01
Emeberis

El Ascenso

Armand besó a Greta en la frente antes de marchar y le dijo:

—A las siete en la estación, ma petite.

Cerró la puerta con sigilo para no despertar a los vecinos. Greta se quedó sola, sentada en la cama deshecha, tapada a medias entre las sábanas. Había llegado el gran día, el día que llevaba tanto tiempo esperando. Sintió un escalofrío que comenzó en la parte baja de la espalda y se le extendió por los brazos y las piernas. Piel convertida en carne de gallina. Intentó dormir un poco. El colchón gemía como una gata en celo mientras la luz del amanecer se colaba por la única ventana del apartamento. Greta retiró al fin, las sábanas de su cuerpo. Cogió un barreño que tenía debajo de la cama, calentó agua y comenzó a lavarse lentamente con jabón de jazmín. El moño se le había deshecho y dos mechones de pelo rojo oscilaban con cada movimiento.  Se esparció la espuma por todo su cuerpo con delicadeza, haciéndose cosquillas en un cuerpo a flor de piel que guardaba el rescoldo de un incendio no extinguido. Estaba excitada. Una vez que escaparan juntos a Zúrich, su vida cambiaría. Nadie imaginaría su pasado, pasearía de la mano de Armand como si fuera su mujer, la mujer del nuevo director del Banco Central que llegaba de la oficina de Paris. El resto eran trámites, papeleos sin importancia, que ya arreglarían después, sin prisa. Repasaba la esponja sobre los pezones en punta y dejaba caer el agua templada sobre la espalda tersa y lechosa.  Y así continúo hasta que el agua se quedó fría. Se envolvió en una toalla y se secó el cuerpo con mimo. Después sacó del armario una vieja maleta que estaba llena de polvo y que le hizo estornudar. Metió los dos mejores vestidos que tenía con sus correspondientes sombreros y un par de zapatos gastados. No necesitaría nada más, en Zúrich encargaría a una modista vestidos de terciopelo y seda salvaje que hasta ahora lucía la esposa de Armand. Los jabones de jazmín los puso encima de la ropa y al cerrar la maleta se quedó con la cremallera en la mano.

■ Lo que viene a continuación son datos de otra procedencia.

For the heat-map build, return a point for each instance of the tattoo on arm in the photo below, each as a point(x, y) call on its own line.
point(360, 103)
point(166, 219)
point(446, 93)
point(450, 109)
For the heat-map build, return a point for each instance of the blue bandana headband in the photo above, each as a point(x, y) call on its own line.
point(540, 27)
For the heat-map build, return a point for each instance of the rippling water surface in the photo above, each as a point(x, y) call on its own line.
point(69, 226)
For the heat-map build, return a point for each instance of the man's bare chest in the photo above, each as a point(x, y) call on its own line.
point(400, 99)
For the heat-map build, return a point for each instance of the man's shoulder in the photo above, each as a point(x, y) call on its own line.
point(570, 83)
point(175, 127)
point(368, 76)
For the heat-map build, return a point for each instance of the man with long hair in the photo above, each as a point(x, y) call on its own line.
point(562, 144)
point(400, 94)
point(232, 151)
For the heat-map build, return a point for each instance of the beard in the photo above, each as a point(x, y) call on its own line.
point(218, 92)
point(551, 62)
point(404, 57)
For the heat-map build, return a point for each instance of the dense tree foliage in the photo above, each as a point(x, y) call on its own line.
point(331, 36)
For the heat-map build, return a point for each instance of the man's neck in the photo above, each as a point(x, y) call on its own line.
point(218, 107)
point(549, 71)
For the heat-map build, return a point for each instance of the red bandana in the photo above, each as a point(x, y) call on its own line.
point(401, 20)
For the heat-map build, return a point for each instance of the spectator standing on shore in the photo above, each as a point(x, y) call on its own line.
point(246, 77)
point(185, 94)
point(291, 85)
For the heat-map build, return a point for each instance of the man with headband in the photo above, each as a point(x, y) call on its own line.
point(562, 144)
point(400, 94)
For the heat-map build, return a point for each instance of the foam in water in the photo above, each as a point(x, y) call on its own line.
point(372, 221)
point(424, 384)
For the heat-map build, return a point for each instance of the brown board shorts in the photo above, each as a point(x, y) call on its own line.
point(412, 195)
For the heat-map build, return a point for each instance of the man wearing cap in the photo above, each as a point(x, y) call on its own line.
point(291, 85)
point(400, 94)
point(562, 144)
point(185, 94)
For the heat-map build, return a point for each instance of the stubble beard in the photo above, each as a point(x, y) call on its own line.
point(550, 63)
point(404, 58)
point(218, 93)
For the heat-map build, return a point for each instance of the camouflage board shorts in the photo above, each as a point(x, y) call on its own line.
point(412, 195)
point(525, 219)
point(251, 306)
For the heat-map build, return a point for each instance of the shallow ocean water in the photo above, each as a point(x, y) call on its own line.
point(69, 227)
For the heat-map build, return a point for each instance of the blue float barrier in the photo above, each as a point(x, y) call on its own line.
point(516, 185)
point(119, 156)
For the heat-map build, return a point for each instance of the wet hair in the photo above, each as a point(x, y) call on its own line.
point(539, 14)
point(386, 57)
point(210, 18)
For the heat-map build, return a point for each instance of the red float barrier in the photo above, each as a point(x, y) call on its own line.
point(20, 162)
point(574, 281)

—¡Y se tiene que romper justo hoy!

Así surgían las cosas, siempre en el momento más inesperado. Sacó la caja del dinero que tenía guardada bajo una de las baldosas del suelo. Todavía quedaban unos cuantos billetes de la asignación mensual que le pasaba Armand. Hoy que no quería salir del apartamento hasta la tarde, hoy que prefería pasar desapercibida.

               Recogió las sábanas que estaban por el suelo, hizo la cama y ordenó sin mucho entusiasmo el pequeño apartamento que constaba de una pequeña cocina anexa al cuarto de estar y un dormitorio principal. Movía cosas de un lugar para otro y las volvía a mover de nuevo, sin prestar atención a lo que estaba haciendo, deseando que pasara el tiempo lo antes posible para pedir un coche a la estación.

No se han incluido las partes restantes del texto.